According to senior chemical engineering major and event organizer Andrew Horowitz, NU is the third school to host a Special Spirit basketball game. These games are meant to give Special Olympic players recognition by bringing their teams into high-energy college basketball environments. Horowitz said the hope is that Special Olympics teams, normally relegated to the background, will have a chance to stand in the spotlight. This both gives the players increased recognition and brings more attention to Special Olympics programs as a whole.
“They practice the same amount as any other team,” he said. “It’s about letting them be the stars.”
The event was founded by Todd Borchers, a longtime coach of Special Olympics athletes. Borchers said he has helped to organize these games at the University of Massachusetts-Lowell and the University of New Hampshire (UNH). This time, Borchers came out to emcee at the game, but it was NU students who took the initiative to create the event. At the end of the game, Borchers recognized Jacques and Horowitz.
“If it wasn’t for these two, Special Spirit Northeastern would not be happening tonight,” he said.
Horowitz saw the Special Spirit event last spring at UNH and decided it could work well at NU.
“It was such a good cause and it seemed like everyone was really enjoying themselves,” Horowitz said. “It just kind of struck a chord with me.”
He reached out to Jacques, who is a member of NU’s chapter of Best Buddies International, an organization which helps form personal connections between volunteers and individuals with intellectual and developmental disabilities. NU’s Best Buddies program ended up playing a major role in organizing the event.
“We presented the idea to Best Buddies last fall and ended up forming our committee as a part of their organization on campus rather than going through the process of forming a new club,” he said.
Horowitz cited several other Northeastern organizations as key to the event’s success, including the Resident Student Association, the Student-Athlete Advisory Committee and NU’s Interfraternity Council. Several businesses also donated gift cards and other prizes to win in raffles. The event was advertised largely through word of mouth. Volunteers ran tables and spoke to other clubs to try to bring out as many people as possible.
“It’s really been incredible how many different people and organizations have reached out to help,” Horowitz said.
Group effort came together for a night of excitement. The crowd was lively and engaged during the game. Raffles helped raise approximately $1,500 for Special Olympics Massachusetts and Best Buddies. After the game, the players all received customized T-shirts and trophies along with resounding applause.

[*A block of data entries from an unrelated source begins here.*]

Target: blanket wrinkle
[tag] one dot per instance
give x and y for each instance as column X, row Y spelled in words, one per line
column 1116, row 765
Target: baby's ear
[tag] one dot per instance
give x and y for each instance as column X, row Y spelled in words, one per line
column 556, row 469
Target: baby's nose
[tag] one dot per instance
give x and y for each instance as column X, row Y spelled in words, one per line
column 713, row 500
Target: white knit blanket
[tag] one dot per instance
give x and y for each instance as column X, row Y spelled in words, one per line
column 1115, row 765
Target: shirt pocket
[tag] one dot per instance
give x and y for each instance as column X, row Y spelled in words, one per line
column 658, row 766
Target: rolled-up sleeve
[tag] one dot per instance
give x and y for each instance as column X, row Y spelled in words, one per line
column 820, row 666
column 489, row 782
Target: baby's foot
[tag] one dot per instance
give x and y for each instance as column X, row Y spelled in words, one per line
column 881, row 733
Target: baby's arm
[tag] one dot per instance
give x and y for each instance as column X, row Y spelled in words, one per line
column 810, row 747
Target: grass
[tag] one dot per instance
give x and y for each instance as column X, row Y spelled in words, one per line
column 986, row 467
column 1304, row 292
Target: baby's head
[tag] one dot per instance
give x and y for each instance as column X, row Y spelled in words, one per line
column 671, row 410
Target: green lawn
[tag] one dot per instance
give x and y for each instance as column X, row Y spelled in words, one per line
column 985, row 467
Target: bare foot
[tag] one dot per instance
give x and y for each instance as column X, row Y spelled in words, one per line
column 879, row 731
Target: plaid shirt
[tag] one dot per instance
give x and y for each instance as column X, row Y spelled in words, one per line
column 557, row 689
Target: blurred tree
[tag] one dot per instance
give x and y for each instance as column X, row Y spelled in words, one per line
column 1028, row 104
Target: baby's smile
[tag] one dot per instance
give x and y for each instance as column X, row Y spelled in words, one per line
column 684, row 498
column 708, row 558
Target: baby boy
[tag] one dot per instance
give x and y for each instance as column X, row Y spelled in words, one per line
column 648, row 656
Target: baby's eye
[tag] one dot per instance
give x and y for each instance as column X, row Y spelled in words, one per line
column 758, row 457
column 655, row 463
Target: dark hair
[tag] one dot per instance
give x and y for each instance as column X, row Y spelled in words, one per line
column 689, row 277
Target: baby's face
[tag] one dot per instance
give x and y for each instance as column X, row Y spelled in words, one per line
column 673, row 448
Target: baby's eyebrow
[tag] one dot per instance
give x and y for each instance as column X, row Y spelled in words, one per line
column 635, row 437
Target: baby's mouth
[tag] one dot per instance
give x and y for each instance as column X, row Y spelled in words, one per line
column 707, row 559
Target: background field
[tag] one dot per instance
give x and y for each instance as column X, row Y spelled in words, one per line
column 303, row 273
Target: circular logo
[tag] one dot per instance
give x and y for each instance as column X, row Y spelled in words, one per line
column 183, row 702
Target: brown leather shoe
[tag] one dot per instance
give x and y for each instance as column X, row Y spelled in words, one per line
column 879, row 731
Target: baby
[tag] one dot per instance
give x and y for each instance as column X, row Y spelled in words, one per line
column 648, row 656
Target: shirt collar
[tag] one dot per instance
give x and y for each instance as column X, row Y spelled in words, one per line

“I thought the event went even better than we planned,” Jacques said. “I knew I personally was going to have fun at the game, but it looked like everyone there was having fun: The fans, the Special Olympic athletes, the volunteers, the NU basketball teams and my committee.”
The organizers hope that this will become a yearly tradition at Northeastern as it has at other schools.
“Based on the positive responses we have received, we are planning to make this a yearly event,” Jacques said. “I think now that people have gone and enjoyed it, next year we could have even more fans there through word of mouth.”